Re: [whatwg] Parsing: how to deal with marker while reconstructing the active formatting elements?

On Wed, 08 Apr 2015 14:46:44 +0200, Mikko Rantalainen  
<mikko.rantalainen@peda.net> wrote:

> Simon Pieters (2015-04-08 11:07 Europe/Helsinki):
>> On Wed, 08 Apr 2015 07:55:26 +0200, Mikko Rantalainen
>> <mikko.rantalainen@peda.net> wrote:
>>> The section 12.2.3.3 The list of active formatting elements
>>> (https://html.spec.whatwg.org/multipage/syntax.html#the-list-of-active-formatting-elements)
>>> has steps to "reconstruct the active formatting elements". The steps
>>> include
>>>
>>> [...]
>>> How to deal with the case where the `entry` points to a marker after
>>> step 7? Obviously one cannot create a marker as an HTML element.
>>>
>>> This case seems possible because only the Step 6 checks for a marker  
>>> and
>>> then Step 7 blindly advances the list and may set `entry` to a marker.
>>>
>>> (I'm asking this question because I hit this case while parsing user
>>> input with html5lib PHP implementation and that implemenetation crashes
>>> while trying to create an HTML element from marker.)
>>
>> What is the input that triggers this? I fail to come up with a list of
>> active formatting elements that makes the reconstruct algorithm have a
>> marker as entry in step 8.
>
> A minimal test case that reproduces the problem is
>
> <table><tr><td>
> <p><b>1<span><div><a>2</a></div></span></b></p>
> </td></tr></table>
>
> I'm not sure if some of that is not strictly required but at least this  
> test case causes a crash at  
> https://github.com/PedaNet/html5lib/blob/a11001bb9fd27d8a54228eb7851564cf27c25d6d/php/library/HTML5/TreeBuilder.php#L3307  
> where $entry->cloneNode() is called and $entry in fact contains the  
> self::MARKER instead of a DOMNode. Source code comments refer to "steps  
> to reconstruct the active formatting elements".
>
> If no other parser implementation has issues with this source, I guess  
> it's some another bug in the html5lib PHP implementation which causes an  
> extra marker in the list of active formatting elements.

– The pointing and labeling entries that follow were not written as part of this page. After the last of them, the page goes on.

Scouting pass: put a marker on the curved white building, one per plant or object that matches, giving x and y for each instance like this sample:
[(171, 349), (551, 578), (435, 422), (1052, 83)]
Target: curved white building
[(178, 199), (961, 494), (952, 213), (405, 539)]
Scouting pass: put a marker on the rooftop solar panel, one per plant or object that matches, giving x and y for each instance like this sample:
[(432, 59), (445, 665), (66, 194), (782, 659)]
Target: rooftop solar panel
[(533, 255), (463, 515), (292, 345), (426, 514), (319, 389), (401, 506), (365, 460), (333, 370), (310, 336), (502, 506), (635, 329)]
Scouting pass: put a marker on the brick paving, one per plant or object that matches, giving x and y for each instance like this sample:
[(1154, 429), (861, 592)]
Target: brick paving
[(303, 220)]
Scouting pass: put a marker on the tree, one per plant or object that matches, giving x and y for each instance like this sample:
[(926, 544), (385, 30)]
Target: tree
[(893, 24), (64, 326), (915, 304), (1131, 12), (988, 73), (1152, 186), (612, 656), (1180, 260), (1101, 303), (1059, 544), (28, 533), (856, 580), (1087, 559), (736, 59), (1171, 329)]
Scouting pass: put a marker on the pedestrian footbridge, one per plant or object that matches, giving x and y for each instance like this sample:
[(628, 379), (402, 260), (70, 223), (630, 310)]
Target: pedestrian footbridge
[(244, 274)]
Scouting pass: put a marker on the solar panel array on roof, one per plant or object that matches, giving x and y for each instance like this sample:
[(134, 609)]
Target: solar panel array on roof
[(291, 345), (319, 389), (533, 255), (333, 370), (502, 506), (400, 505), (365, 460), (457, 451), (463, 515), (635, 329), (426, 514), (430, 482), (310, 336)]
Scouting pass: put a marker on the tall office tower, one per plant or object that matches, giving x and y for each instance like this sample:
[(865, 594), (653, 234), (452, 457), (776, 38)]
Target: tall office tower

I don't think that's the issue, since you have one marker and there should  
be one (for <td>). Skipping past the "advance" step could explain this  
situation. Looking at the code it appears $step_seven is not defined for  
the first iteration, so that step will be skipped. Adding $step_seven =  
true; at the top of the function might fix this.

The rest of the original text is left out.